Los discursos presidenciales inaugurales tienen el valor de compartir con el público el imaginario que tiene el presidente sobre cuáles son los problemas de la educación y cómo piensa que podrían resolverse, para lo cual anuncia una serie de medidas.

Al intentar descifrar ese imaginario articulando las diversas medidas anunciadas, se observa una voluntad de compensar las deficiencias del pasado, colocando más dinero para cerrar las brechas que ponen en desventaja a la infancia y a los estudiantes de zonas rurales y vulnerables, y mejorar las condiciones de vida de los docentes.

Con la esperanza de obtener esta vez mejores resultados se reiteran estrategias ya ensayadas antes para la atención integral infantil, cuna más, alimentación escolar, educación técnica (escolar y superior), retorno a la presencialidad, viviendas para docentes rurales, repatriar talentos y la vacunación de profesores, personal escolar y alumnos.

¿Qué queda entonces de aquello que podría diferenciarse de la educación tradicional y orientarse más hacia el futuro a partir de los saberes del siglo XXI? El acceso universal a Internet, ingreso libre a las universidades y la vocación por hacer de la innovación una prioridad.

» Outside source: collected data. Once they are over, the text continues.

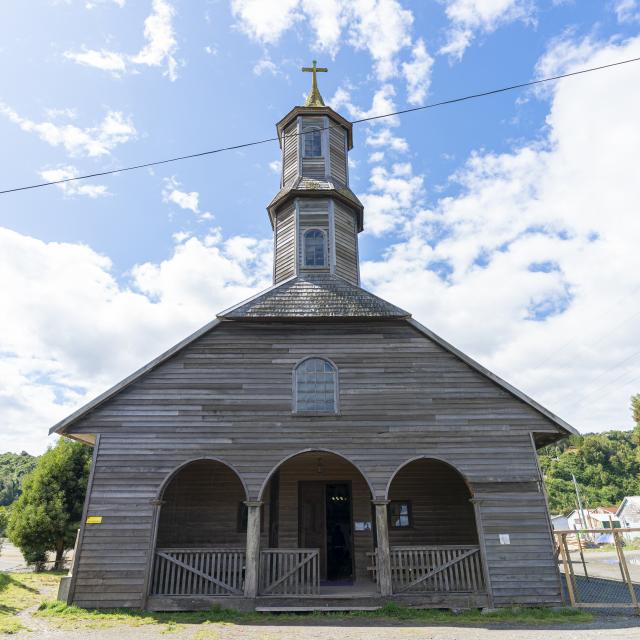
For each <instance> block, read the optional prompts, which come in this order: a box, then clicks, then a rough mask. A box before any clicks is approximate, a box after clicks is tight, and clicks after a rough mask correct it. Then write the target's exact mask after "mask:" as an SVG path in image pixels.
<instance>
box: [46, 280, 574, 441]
mask: <svg viewBox="0 0 640 640" xmlns="http://www.w3.org/2000/svg"><path fill="white" fill-rule="evenodd" d="M322 319H325V320H336V319H342V320H355V319H379V320H385V319H387V320H405V321H406V322H408V323H409V324H411V325H412V326H413V327H414V328H415V329H416V330H418V331H419V332H420V333H422V334H424V335H425V336H427V337H428V338H429V339H431V340H433V341H434V342H435V343H436V344H438V345H440V346H441V347H442V348H443V349H445V350H446V351H448V352H450V353H452V354H453V355H455V356H457V357H458V358H459V359H460V360H462V361H463V362H464V363H466V364H467V365H468V366H469V367H471V368H472V369H474V370H475V371H477V372H478V373H480V374H481V375H482V376H484V377H485V378H488V379H489V380H491V381H492V382H493V383H495V384H496V385H498V386H499V387H502V388H503V389H504V390H505V391H507V392H508V393H510V394H511V395H513V396H514V397H516V398H517V399H519V400H521V401H522V402H524V403H525V404H527V405H529V406H530V407H531V408H533V409H534V410H535V411H537V412H538V413H540V414H541V415H543V416H544V417H545V418H547V419H548V420H549V421H551V422H552V423H553V424H554V425H555V426H556V427H559V429H560V432H561V436H560V437H564V436H565V435H569V434H577V433H578V432H577V431H576V429H574V428H573V427H572V426H571V425H569V424H568V423H566V422H565V421H564V420H562V419H561V418H559V417H558V416H556V415H555V414H553V413H552V412H551V411H548V410H547V409H545V408H544V407H543V406H542V405H540V404H538V403H537V402H536V401H535V400H533V399H532V398H530V397H529V396H527V395H526V394H525V393H523V392H522V391H520V390H519V389H516V388H515V387H513V386H512V385H510V384H509V383H508V382H505V381H504V380H503V379H502V378H500V377H499V376H497V375H496V374H494V373H492V372H491V371H489V370H488V369H486V368H485V367H483V366H482V365H481V364H479V363H478V362H476V361H475V360H474V359H473V358H471V357H469V356H468V355H466V354H465V353H463V352H462V351H460V350H459V349H456V347H454V346H453V345H451V344H449V343H448V342H447V341H446V340H444V339H443V338H441V337H440V336H438V335H437V334H435V333H433V331H431V330H430V329H427V328H426V327H424V326H423V325H421V324H420V323H419V322H417V321H416V320H414V319H412V318H411V316H410V314H409V313H408V312H406V311H404V310H403V309H400V308H399V307H396V306H395V305H392V304H391V303H389V302H387V301H386V300H383V299H382V298H378V296H375V295H374V294H372V293H369V292H368V291H365V290H364V289H362V288H361V287H358V286H356V285H353V284H351V283H349V282H347V281H346V280H343V279H342V278H340V277H338V276H335V275H333V274H328V273H319V274H309V275H305V276H304V277H303V276H296V277H293V278H291V279H289V280H285V281H284V282H282V283H280V284H278V285H275V286H273V287H271V288H269V289H267V290H266V291H263V292H261V293H259V294H257V295H256V296H254V297H253V298H250V299H249V300H246V301H244V302H242V303H240V304H239V305H236V306H235V307H231V308H230V309H227V310H226V311H223V312H222V313H220V314H218V318H217V319H215V320H213V321H211V322H209V323H207V324H206V325H204V326H203V327H201V328H200V329H198V330H197V331H196V332H194V333H192V334H191V335H190V336H188V337H186V338H185V339H184V340H182V341H181V342H179V343H177V344H176V345H174V346H173V347H171V349H168V350H167V351H165V352H164V353H162V354H161V355H159V356H158V357H157V358H155V359H153V360H152V361H151V362H149V363H148V364H146V365H145V366H144V367H141V368H140V369H138V370H137V371H135V372H134V373H132V374H131V375H130V376H128V377H126V378H125V379H124V380H121V381H120V382H119V383H118V384H116V385H114V386H113V387H111V388H110V389H108V390H107V391H105V392H104V393H102V394H100V395H99V396H97V397H96V398H94V399H93V400H91V401H90V402H88V403H87V404H85V405H84V406H83V407H81V408H79V409H78V410H77V411H75V412H74V413H72V414H71V415H69V416H67V417H66V418H65V419H63V420H61V421H60V422H58V423H57V424H55V425H53V426H52V427H51V428H50V429H49V433H50V434H51V433H58V434H65V433H66V430H67V429H68V427H70V426H71V425H72V424H73V423H75V422H77V421H78V420H80V419H81V418H83V417H84V416H85V415H86V414H88V413H89V412H90V411H92V410H93V409H95V408H97V407H98V406H99V405H101V404H103V403H104V402H106V401H107V400H109V399H110V398H112V397H114V396H115V395H117V394H118V393H119V392H120V391H122V390H124V389H125V388H126V387H128V386H129V385H131V384H133V383H134V382H136V381H137V380H138V379H140V378H142V377H143V376H144V375H145V374H146V373H148V372H149V371H151V370H152V369H155V368H156V367H157V366H159V365H160V364H162V363H163V362H165V361H166V360H168V359H169V358H171V357H172V356H174V355H175V354H176V353H178V352H179V351H181V350H182V349H184V348H185V347H187V346H188V345H190V344H191V343H192V342H194V341H195V340H197V339H198V338H199V337H201V336H202V335H204V334H205V333H208V332H209V331H212V330H214V329H215V327H216V326H218V325H219V324H221V323H222V322H224V321H234V320H236V321H247V320H283V321H286V320H322ZM549 437H550V438H551V441H555V440H557V439H558V437H557V436H555V434H549ZM543 444H546V443H543Z"/></svg>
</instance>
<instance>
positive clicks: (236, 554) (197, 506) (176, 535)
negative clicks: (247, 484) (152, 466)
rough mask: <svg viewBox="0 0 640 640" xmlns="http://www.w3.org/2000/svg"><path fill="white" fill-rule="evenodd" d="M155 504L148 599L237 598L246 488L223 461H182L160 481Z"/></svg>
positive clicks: (245, 505)
mask: <svg viewBox="0 0 640 640" xmlns="http://www.w3.org/2000/svg"><path fill="white" fill-rule="evenodd" d="M157 496H158V499H157V500H156V501H154V502H155V505H156V506H155V519H154V527H155V528H154V537H153V541H154V542H153V553H152V554H151V556H150V558H149V561H150V567H149V572H150V579H149V582H148V596H149V597H154V596H156V597H167V596H170V597H174V596H229V595H241V594H242V593H243V588H244V581H245V564H246V562H245V557H246V539H247V533H246V531H247V507H246V504H245V502H246V499H247V490H246V485H245V483H244V481H243V479H242V477H241V476H240V474H238V473H237V471H236V470H235V469H234V468H233V467H232V466H231V465H229V464H227V463H226V462H224V461H222V460H220V459H218V458H213V457H208V456H203V457H198V458H194V459H191V460H187V461H185V462H184V463H182V464H181V465H179V466H178V467H176V468H175V469H174V470H173V471H172V472H171V473H169V474H168V475H167V476H166V477H165V479H164V480H163V482H162V483H161V485H160V487H159V489H158V493H157Z"/></svg>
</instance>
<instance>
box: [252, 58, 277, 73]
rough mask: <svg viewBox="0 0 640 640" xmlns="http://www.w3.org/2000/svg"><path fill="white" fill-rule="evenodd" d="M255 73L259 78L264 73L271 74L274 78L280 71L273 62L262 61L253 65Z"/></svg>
mask: <svg viewBox="0 0 640 640" xmlns="http://www.w3.org/2000/svg"><path fill="white" fill-rule="evenodd" d="M253 73H254V74H255V75H257V76H261V75H262V74H263V73H270V74H271V75H272V76H277V75H278V73H279V70H278V67H277V66H276V65H275V63H274V62H273V61H272V60H269V59H262V60H258V62H256V63H255V64H254V65H253Z"/></svg>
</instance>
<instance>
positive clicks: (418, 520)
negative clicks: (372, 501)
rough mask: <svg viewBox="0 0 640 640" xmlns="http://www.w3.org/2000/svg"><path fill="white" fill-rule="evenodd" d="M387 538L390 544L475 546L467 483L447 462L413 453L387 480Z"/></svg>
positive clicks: (474, 516)
mask: <svg viewBox="0 0 640 640" xmlns="http://www.w3.org/2000/svg"><path fill="white" fill-rule="evenodd" d="M386 498H387V500H389V507H388V509H389V540H390V544H391V545H392V546H393V545H407V544H409V545H411V544H416V545H447V544H449V545H450V544H459V545H465V544H466V545H477V544H478V540H479V535H478V528H477V524H476V517H475V510H474V507H473V503H472V502H471V500H472V498H473V492H472V489H471V487H470V486H469V482H468V481H467V479H466V478H465V477H464V475H463V474H462V473H460V471H458V469H457V468H456V467H455V466H454V465H452V464H451V463H450V462H449V461H447V460H444V459H442V458H436V457H432V456H415V457H413V458H411V459H410V460H407V461H406V462H404V463H403V464H401V465H400V466H399V467H398V468H397V469H396V471H395V473H394V474H393V476H392V477H391V479H390V480H389V483H388V485H387V492H386Z"/></svg>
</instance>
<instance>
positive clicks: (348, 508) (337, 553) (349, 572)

Si la innovación como estrategia continua en todos los quehaceres de la educación tradicional, el aumento del presupuesto invertido de modo eficiente en las áreas de mayor efecto multiplicador e impacto social y la autonomía de las instituciones educativas van a estar en la médula de la acción educativa del gobierno, en un contexto democrático, podríamos estar frente a un panorama alentador.